All Projects → talw → Crisp Compiler

talw / Crisp Compiler

Licence: other
A compiler for Crisp (Lisp/Scheme-inspired language) in Haskell, with an LLVM backend

Programming Languages

haskell
3896 projects

crisp-compiler

This isn't a production-grade compiler. It is merely a personal, educational haskell/llvm/compiler/static-vs-dynamic learning exercise. As such, I apologize in advance for atrocities such as mostly missing comments and/or lack of unit tests (only integration tests were written).

Do not try running this at home on your 32-bit machine! The compiler can be targeted towards 64-bit machines only. Moreover, it was only tested on a(n Arch) Linux environment.

Introduction

A compiler for Crisp (Lisp/Scheme subset) in Haskell, with an LLVM backend.

I initially wanted Crisp to be inspired by Scheme, and branch off it's own path.
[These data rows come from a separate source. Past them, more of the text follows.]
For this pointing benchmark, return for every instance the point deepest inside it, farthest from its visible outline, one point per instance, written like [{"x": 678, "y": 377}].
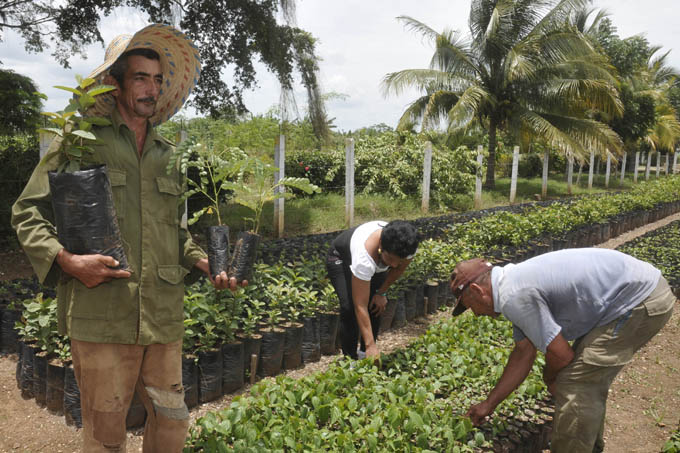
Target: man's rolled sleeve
[{"x": 33, "y": 221}]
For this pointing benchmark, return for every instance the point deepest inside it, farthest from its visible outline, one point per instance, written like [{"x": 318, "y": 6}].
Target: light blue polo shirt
[{"x": 570, "y": 291}]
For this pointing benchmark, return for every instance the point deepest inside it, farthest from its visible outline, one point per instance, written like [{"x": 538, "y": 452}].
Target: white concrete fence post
[
  {"x": 478, "y": 183},
  {"x": 608, "y": 170},
  {"x": 280, "y": 163},
  {"x": 513, "y": 179},
  {"x": 649, "y": 162},
  {"x": 544, "y": 185},
  {"x": 427, "y": 174},
  {"x": 623, "y": 167},
  {"x": 349, "y": 182},
  {"x": 570, "y": 173}
]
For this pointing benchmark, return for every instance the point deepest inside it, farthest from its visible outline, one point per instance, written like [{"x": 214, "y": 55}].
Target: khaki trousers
[
  {"x": 583, "y": 385},
  {"x": 109, "y": 374}
]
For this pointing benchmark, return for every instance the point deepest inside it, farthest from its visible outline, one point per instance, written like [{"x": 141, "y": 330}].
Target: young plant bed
[
  {"x": 661, "y": 248},
  {"x": 673, "y": 444},
  {"x": 415, "y": 399}
]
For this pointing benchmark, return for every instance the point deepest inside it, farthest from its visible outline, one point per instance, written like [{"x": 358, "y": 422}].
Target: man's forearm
[{"x": 516, "y": 370}]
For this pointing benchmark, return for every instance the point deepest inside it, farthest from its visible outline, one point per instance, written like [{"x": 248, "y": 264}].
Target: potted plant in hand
[
  {"x": 217, "y": 170},
  {"x": 82, "y": 200},
  {"x": 253, "y": 193}
]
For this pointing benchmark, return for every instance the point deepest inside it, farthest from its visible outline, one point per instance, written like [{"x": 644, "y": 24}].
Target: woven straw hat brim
[{"x": 180, "y": 63}]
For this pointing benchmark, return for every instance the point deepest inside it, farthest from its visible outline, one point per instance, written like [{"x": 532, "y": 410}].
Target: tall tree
[
  {"x": 646, "y": 88},
  {"x": 21, "y": 105},
  {"x": 230, "y": 35},
  {"x": 523, "y": 67}
]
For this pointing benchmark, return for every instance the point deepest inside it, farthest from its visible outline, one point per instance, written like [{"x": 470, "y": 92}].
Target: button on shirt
[{"x": 569, "y": 291}]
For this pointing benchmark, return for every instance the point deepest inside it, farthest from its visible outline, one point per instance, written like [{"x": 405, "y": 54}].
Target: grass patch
[{"x": 325, "y": 212}]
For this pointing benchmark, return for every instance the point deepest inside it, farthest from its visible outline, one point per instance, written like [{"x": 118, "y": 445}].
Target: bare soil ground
[{"x": 643, "y": 407}]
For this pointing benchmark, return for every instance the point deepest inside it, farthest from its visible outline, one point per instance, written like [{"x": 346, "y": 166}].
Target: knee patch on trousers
[{"x": 169, "y": 403}]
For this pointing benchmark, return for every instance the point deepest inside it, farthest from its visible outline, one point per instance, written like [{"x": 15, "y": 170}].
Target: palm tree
[{"x": 524, "y": 67}]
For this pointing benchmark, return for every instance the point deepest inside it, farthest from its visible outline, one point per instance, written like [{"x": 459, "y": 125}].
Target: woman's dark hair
[
  {"x": 400, "y": 238},
  {"x": 119, "y": 67}
]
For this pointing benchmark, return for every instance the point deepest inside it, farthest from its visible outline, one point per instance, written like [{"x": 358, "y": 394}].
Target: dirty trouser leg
[
  {"x": 580, "y": 405},
  {"x": 583, "y": 385},
  {"x": 160, "y": 388},
  {"x": 106, "y": 376}
]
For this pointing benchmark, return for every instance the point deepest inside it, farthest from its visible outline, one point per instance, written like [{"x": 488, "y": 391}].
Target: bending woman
[{"x": 362, "y": 264}]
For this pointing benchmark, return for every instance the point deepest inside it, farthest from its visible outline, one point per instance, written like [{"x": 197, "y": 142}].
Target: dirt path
[{"x": 644, "y": 402}]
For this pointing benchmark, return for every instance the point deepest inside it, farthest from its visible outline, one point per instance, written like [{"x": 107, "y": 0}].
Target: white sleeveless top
[{"x": 363, "y": 267}]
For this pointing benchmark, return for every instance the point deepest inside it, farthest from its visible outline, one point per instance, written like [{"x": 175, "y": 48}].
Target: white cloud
[{"x": 360, "y": 42}]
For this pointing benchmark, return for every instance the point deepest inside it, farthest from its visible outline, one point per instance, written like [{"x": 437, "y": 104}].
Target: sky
[{"x": 359, "y": 42}]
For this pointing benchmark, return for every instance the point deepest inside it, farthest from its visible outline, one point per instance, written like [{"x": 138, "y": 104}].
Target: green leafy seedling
[{"x": 74, "y": 132}]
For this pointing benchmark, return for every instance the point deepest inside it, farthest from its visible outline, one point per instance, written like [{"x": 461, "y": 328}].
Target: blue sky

However, due to recent time constraints, and how bringing the compiler to it's current state took more time than I've anticipated, I settled on a subset of Scheme for now.

Example

Here's an example of implementing merge-sort in Crisp.
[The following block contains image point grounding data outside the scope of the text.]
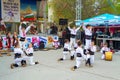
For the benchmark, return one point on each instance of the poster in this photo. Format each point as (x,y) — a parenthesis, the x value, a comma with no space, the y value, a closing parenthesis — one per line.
(28,10)
(10,10)
(0,10)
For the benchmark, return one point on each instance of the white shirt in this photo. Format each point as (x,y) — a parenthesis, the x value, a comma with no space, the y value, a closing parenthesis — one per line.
(2,23)
(104,49)
(21,32)
(93,48)
(29,50)
(87,31)
(79,50)
(18,50)
(72,31)
(67,45)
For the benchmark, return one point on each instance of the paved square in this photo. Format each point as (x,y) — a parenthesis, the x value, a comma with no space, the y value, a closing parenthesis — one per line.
(50,69)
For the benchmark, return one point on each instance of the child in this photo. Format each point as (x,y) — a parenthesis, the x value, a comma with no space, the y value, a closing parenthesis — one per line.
(8,43)
(103,50)
(29,52)
(73,32)
(73,51)
(79,54)
(88,59)
(66,50)
(18,57)
(22,33)
(88,36)
(56,44)
(92,51)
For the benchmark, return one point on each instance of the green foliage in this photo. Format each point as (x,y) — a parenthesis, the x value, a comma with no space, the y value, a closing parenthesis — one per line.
(66,8)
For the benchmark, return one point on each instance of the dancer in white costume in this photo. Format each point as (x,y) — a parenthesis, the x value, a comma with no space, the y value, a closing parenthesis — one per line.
(79,54)
(73,32)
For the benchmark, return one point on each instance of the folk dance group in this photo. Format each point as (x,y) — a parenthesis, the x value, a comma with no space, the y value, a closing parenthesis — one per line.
(75,49)
(23,56)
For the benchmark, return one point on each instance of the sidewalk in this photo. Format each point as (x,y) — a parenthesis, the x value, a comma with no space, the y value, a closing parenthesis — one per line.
(50,69)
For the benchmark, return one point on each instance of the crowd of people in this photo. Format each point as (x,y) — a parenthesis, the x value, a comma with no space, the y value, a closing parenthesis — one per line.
(22,55)
(75,49)
(72,46)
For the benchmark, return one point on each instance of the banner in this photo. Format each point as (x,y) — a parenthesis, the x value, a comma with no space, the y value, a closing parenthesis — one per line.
(28,10)
(10,10)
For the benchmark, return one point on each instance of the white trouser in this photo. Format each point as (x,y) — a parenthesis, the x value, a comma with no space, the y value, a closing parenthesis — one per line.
(78,61)
(92,57)
(87,43)
(29,59)
(18,61)
(72,42)
(103,56)
(22,44)
(65,54)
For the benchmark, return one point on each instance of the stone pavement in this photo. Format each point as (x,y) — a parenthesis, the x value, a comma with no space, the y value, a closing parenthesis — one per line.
(50,69)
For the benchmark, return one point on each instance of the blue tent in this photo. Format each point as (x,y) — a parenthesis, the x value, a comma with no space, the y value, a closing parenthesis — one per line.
(104,19)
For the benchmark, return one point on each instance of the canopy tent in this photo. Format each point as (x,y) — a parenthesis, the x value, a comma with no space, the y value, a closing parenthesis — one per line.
(104,19)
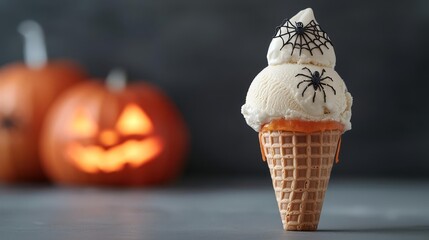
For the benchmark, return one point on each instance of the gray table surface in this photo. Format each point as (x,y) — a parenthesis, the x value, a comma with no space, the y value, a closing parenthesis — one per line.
(199,209)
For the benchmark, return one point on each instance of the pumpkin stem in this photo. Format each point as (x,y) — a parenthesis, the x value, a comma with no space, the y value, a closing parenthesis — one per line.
(116,80)
(35,55)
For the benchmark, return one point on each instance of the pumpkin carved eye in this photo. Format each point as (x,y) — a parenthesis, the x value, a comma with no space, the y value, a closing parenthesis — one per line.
(82,125)
(134,120)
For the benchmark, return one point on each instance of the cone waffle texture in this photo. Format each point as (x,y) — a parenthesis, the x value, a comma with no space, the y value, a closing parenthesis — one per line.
(300,165)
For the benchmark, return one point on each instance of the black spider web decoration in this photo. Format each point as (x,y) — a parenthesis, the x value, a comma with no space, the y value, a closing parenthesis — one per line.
(309,37)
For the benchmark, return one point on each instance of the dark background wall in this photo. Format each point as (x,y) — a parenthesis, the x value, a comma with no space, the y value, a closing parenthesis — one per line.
(204,54)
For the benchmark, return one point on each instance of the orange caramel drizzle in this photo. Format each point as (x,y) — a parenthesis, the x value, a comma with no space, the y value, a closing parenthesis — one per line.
(301,126)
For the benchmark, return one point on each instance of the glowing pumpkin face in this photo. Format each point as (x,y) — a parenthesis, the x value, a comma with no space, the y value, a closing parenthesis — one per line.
(129,142)
(133,136)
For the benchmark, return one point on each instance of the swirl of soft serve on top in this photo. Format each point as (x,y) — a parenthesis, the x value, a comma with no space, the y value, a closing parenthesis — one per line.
(300,81)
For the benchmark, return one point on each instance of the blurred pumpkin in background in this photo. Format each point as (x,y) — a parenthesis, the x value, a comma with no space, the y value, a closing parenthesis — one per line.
(26,92)
(114,134)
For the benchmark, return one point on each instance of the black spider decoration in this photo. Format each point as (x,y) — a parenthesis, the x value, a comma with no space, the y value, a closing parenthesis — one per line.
(308,37)
(316,80)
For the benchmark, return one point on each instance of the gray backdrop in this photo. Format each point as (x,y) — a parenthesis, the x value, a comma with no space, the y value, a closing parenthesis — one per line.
(204,54)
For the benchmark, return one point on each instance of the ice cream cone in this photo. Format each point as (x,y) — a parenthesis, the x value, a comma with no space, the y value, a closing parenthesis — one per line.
(300,106)
(300,164)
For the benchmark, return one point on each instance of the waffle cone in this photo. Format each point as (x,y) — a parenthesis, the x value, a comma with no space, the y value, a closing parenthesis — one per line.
(300,165)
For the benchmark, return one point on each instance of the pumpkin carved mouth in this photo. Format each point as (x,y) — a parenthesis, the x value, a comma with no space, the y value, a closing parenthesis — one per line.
(94,158)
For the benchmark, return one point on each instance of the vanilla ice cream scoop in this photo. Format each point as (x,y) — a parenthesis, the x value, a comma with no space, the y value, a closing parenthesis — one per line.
(300,81)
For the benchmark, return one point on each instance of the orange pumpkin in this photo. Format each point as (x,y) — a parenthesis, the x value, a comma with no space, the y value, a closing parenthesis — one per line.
(121,135)
(26,93)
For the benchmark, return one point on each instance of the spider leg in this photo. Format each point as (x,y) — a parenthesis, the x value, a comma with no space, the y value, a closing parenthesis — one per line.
(324,93)
(306,68)
(326,78)
(303,81)
(300,74)
(306,89)
(294,45)
(333,89)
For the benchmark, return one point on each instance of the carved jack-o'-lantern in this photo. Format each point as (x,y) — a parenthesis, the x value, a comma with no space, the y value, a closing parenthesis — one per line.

(define empty? (lambda(x) (= x '())))

(define list-length
  (lambda (lst)
    (if (empty? lst)
      0
      (+ 1 (list-length (cdr lst))))))

(define take
  (lambda (n lst)
    (if (= n 0)
      '()
      (cons (car lst)
            (take (- n 1) (cdr lst))))))

(define drop
  (lambda (n lst)
    (if (= n 0)
      lst
      (drop (- n 1) (cdr lst)))))

(define split
  (lambda (n lst)
    (cons (take n lst) (drop n lst))))

(define merge-sorted
  (lambda (lstA lstB)
    (cond ((empty? lstA)
            lstB)
          ((empty? lstB)
            lstA)
          ((< (car lstA) (car lstB))
            (cons (car lstA) (merge-sorted (cdr lstA) lstB)))
          (else
            (cons (car lstB) (merge-sorted lstA (cdr lstB)))))))

(define merge-sort
  (lambda (lst)
    (let ((len (list-length lst)))
      (if (< len 2)
        lst
        (let ((halves-pair (split (/ len 2) lst)))
          (merge-sorted (merge-sort (car halves-pair))
                        (merge-sort (cdr halves-pair))))))))
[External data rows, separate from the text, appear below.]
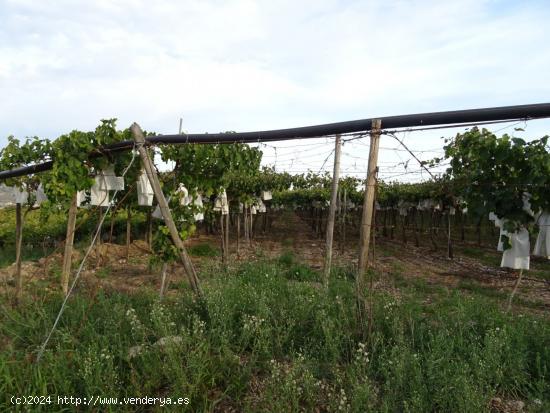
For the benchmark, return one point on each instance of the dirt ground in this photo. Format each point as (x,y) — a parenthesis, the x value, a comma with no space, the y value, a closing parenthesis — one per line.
(110,266)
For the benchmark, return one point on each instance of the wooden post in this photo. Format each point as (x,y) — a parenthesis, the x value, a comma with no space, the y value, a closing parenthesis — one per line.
(449,241)
(149,234)
(226,233)
(163,280)
(166,214)
(69,240)
(238,231)
(128,231)
(332,210)
(18,246)
(368,206)
(344,217)
(224,251)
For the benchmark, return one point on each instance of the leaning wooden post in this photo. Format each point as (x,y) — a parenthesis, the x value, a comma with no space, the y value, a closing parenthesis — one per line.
(69,240)
(366,220)
(128,231)
(332,211)
(18,246)
(163,206)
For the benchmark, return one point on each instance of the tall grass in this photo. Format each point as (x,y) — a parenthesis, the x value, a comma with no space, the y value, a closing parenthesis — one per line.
(273,342)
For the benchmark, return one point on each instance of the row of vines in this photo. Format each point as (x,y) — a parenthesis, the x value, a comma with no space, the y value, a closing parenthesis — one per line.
(504,177)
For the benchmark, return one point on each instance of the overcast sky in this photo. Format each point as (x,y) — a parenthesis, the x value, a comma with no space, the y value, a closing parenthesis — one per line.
(248,65)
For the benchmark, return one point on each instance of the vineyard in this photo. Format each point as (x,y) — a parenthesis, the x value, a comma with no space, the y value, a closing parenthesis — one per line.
(133,264)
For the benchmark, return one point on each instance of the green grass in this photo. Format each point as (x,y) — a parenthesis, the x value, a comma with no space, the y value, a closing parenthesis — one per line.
(29,253)
(268,343)
(203,250)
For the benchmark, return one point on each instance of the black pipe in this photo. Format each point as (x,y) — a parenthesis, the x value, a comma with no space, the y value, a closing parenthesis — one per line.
(534,111)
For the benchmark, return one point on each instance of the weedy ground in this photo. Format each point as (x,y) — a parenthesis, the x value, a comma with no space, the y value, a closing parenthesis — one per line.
(269,338)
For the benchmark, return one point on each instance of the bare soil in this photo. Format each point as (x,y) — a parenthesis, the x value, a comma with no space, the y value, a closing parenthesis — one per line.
(111,266)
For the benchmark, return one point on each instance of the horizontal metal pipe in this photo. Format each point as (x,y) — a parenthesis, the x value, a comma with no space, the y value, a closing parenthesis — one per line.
(533,111)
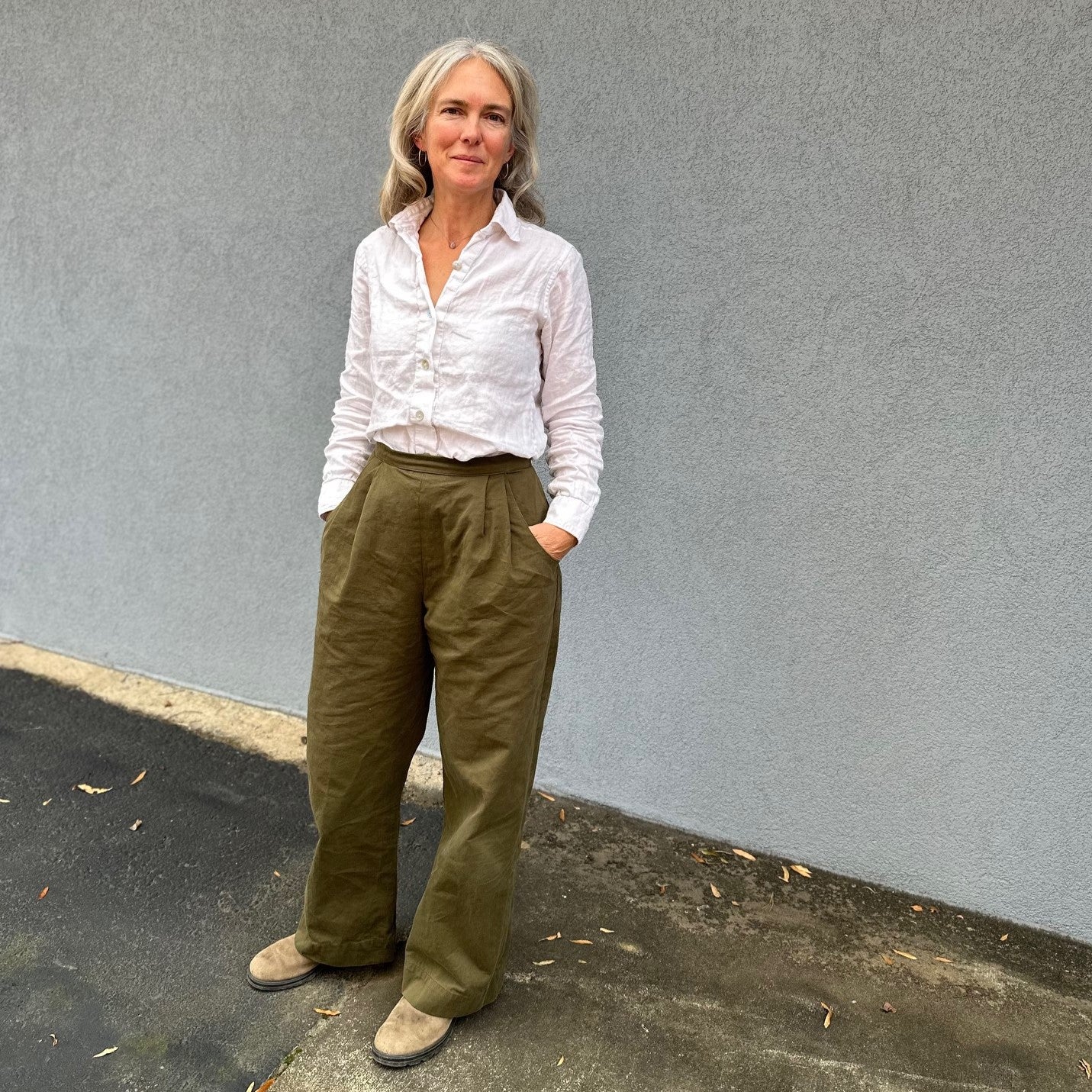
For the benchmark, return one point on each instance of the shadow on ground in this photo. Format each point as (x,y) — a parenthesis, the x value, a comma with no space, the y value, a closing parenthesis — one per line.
(143,936)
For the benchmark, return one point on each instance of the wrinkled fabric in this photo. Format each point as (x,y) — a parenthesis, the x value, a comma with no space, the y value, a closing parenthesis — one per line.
(428,568)
(501,364)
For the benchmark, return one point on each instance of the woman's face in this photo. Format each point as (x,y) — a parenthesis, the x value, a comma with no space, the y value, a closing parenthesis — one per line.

(merge-sort '(34 87 24 90 74 10 47))

Compile and execute:

$ crc -i merge-sort.crs -o merge-sort
Compiled successfully.
$ ./merge-sort
(10 24 34 47 74 87 90)

Here is what portions of the LLVM assembly for this module looks like: This is what merge-sort compiled to, not including it's generated inner-lambdas.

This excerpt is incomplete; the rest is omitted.